The town board had voted in favor of appointing Wood pending the decision from the Judicial Board of Ethics, according to draft minutes of the special meeting on Dec. 6. Councilman Gerald Wood, Brian Wood’s father, abstained. 

Lounsbury said at the meeting that Wood had already been cleared to serve as a judge by Albany County Sheriff Craig Apple.

Lounsbury said at the Dec. 14 meeting that Wood’s application was rejected because the Judicial Board of Ethics ruled that Wood could have a conflict of interest as a judge, or at least there would be the perception of a conflict of interest.

She said that in January the board would have to start process of appointing someone. Lounsbury herself will not be part of that process since she did not seek re-election in November.

Lounsbury said that Justice Ronald Bates had agreed to do the work of both town judges, which would mean that he would have to be compensated for doing so.
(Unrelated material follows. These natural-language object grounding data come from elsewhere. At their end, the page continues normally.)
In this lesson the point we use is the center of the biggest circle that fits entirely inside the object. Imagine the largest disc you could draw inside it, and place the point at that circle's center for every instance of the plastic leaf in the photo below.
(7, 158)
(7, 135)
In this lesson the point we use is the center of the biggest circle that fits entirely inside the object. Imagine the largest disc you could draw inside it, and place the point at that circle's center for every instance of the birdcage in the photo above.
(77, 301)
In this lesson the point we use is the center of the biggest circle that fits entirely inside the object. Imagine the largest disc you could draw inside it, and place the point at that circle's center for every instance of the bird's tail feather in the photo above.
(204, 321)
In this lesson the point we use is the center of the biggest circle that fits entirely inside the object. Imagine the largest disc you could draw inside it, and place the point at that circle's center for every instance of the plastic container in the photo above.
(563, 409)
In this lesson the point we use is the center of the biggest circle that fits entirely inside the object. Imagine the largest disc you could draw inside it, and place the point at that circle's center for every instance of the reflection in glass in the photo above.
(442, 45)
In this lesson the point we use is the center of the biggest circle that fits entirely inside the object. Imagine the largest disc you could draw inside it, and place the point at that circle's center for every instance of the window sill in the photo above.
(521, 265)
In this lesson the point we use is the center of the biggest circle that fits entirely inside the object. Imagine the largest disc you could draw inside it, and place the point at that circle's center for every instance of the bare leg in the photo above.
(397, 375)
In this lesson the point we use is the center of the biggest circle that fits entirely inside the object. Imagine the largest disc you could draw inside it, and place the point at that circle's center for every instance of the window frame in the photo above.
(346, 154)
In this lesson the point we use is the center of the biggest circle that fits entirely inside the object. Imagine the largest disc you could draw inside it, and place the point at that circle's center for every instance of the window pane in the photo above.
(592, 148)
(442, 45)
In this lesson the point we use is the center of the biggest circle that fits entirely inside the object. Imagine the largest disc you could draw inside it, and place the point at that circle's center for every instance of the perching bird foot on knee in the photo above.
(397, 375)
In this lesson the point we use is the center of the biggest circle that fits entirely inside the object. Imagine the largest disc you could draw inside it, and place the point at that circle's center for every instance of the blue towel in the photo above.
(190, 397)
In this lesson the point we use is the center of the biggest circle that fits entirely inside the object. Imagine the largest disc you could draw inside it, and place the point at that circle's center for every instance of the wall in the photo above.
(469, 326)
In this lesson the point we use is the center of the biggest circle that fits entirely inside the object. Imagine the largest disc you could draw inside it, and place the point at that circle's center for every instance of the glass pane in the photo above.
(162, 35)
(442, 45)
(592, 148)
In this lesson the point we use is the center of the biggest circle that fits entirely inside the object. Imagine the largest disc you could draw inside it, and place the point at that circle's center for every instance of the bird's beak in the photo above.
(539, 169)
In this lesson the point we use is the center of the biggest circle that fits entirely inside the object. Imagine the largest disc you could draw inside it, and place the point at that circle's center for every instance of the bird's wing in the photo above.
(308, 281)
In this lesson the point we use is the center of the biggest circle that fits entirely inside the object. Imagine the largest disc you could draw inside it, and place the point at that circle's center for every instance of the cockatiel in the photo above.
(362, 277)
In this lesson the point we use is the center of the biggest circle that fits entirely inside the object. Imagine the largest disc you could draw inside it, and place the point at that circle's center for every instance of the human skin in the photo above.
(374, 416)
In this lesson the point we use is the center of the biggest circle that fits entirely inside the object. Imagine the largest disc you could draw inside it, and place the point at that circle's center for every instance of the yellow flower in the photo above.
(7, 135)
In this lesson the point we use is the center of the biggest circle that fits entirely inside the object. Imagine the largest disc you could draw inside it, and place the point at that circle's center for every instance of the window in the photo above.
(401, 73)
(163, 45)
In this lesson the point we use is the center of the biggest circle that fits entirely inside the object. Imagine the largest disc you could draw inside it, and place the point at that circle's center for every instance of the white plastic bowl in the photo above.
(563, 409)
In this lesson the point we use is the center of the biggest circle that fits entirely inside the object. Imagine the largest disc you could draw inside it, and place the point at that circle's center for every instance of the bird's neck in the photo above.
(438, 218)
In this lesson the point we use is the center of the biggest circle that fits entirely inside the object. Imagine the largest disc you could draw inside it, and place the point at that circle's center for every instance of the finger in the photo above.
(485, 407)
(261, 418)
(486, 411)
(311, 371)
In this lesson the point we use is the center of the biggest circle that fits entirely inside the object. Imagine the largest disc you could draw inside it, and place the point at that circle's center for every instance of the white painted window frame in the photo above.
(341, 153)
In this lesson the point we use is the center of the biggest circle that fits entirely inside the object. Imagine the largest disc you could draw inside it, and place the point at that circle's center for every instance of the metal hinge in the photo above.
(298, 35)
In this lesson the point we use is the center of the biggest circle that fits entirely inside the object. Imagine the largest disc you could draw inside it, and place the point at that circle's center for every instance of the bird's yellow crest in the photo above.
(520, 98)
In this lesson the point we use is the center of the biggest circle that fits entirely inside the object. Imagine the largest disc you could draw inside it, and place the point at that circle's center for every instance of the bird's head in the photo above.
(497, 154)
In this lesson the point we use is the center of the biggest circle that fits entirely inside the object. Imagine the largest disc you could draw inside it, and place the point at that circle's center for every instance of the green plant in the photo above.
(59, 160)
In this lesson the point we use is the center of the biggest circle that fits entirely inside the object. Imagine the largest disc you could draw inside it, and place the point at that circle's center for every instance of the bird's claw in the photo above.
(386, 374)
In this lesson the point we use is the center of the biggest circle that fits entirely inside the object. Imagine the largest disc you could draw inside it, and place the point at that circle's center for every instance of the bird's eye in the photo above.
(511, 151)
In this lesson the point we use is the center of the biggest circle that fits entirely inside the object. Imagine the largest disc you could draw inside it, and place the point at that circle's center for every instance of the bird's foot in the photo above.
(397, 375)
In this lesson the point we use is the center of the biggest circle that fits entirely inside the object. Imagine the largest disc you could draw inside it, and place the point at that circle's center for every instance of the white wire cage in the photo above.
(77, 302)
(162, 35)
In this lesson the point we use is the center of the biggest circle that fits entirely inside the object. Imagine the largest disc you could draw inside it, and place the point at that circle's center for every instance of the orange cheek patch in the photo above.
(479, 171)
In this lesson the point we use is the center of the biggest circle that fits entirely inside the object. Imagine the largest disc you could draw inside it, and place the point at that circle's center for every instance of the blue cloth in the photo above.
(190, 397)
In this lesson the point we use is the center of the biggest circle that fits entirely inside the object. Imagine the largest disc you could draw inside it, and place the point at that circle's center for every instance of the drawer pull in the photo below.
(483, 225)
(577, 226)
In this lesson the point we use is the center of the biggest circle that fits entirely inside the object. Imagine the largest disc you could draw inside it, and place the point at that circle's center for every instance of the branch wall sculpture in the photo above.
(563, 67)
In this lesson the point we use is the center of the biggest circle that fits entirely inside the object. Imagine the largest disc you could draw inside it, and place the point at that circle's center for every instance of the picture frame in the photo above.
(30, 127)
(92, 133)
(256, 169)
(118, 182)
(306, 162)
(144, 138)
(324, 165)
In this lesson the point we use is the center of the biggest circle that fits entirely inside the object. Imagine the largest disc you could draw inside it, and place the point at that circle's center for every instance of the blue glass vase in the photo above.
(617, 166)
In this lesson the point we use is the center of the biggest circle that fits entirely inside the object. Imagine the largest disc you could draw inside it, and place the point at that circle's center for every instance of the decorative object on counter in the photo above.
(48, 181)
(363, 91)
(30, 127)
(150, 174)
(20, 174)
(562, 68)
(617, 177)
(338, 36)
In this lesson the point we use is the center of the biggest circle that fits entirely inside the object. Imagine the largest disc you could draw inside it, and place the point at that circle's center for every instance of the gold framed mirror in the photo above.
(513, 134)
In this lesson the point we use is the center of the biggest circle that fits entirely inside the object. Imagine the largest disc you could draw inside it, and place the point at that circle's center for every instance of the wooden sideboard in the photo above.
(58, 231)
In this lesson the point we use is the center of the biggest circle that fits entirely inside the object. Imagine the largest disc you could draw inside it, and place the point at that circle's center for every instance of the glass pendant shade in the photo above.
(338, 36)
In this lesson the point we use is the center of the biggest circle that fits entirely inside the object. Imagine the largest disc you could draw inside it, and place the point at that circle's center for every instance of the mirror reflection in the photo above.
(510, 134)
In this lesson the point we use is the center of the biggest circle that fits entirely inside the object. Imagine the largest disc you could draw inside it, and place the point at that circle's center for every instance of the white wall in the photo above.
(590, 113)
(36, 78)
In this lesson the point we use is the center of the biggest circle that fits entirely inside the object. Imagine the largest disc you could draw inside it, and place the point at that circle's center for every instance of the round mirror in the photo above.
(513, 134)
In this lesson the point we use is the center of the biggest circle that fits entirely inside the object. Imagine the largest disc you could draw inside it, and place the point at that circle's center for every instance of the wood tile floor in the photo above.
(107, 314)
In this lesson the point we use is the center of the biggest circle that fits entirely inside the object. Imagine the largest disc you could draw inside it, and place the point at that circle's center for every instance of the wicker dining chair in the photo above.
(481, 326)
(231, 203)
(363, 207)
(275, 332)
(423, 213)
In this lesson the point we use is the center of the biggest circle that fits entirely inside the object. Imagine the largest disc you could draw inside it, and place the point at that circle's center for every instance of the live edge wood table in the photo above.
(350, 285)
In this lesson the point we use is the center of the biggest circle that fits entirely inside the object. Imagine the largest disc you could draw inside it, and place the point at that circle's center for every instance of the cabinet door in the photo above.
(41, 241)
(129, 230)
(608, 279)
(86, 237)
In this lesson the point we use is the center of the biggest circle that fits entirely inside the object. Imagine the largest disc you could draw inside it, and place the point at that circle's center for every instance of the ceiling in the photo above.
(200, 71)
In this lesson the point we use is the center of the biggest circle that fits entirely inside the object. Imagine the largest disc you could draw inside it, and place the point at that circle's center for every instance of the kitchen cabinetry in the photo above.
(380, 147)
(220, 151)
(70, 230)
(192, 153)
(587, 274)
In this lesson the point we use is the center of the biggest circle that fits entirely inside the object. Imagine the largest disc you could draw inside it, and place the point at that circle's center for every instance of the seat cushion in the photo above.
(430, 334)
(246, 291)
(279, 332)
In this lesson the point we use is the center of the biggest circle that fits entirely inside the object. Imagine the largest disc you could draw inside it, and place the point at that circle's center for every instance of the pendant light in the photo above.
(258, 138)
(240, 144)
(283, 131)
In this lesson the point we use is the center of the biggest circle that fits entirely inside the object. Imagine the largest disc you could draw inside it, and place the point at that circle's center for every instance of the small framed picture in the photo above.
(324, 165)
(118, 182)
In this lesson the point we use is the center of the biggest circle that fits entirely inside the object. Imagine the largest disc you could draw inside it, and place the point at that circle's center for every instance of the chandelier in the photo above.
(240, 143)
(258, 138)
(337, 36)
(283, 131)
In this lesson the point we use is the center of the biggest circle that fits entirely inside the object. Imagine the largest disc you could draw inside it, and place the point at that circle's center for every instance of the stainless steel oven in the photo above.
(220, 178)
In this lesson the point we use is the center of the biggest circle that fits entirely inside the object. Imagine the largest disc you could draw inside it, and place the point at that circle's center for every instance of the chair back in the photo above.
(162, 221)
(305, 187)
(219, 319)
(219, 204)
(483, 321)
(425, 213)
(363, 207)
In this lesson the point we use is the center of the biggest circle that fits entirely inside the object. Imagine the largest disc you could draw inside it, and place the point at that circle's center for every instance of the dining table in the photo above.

Based on a suggestion from Bates, the town agreed to pay him one-and-a-half times his normal pay until a new judge could be appointed and begin serving.

Because courses to educate incoming judges are offered so sparingly, the board estimated that this might not be until May. Both court clerks would continue serving as scheduled, Lounsbury said.

In the gallery, Marie Dermody, a former town supervisor, asked if the town would save any money by using a state-appointed judge. Lounsbury said the town could do that, but would be paying for a judge who would only be used to attend arraignments, something that Bates had agreed to do.

Lounsbury said the board would begin a process of finding a replacement for Cooke in January.

Cooke, who could not be reached for comment, was elected in 2015, telling The Enterprise that year that he had been asked to run, and was eager to be involved in the town government.

He was raised in Potter Hollow, graduated from Middleburgh High School, and has lived his whole life in town, he said.

Cooke worked in construction before he started working at the Albany County Sheriff’s Office when he was 22. He retired in January, 2015, after working there for 25 years and serving as a lieutenant in the county’s jail. He then returned to working in construction.

Cooke told The Enterprise in 2015 that he wanted to be a fair judge.

“You’ve got to realize, people do make mistakes,” he said, adding that he preferred alternative sentences such as community service to jail time.

“A lot of people who make mistakes shouldn’t be locked up,” he added. “You can pay your debt without being behind bars. It’s a hardship on their family.”

Updated on Dec. 28, 2017: Information about Brian Wood seeking the justice post was added.

Updated on Jan. 2, 2018: Information that Councilman Gerald Wood, Brian Wood’s father, abstained.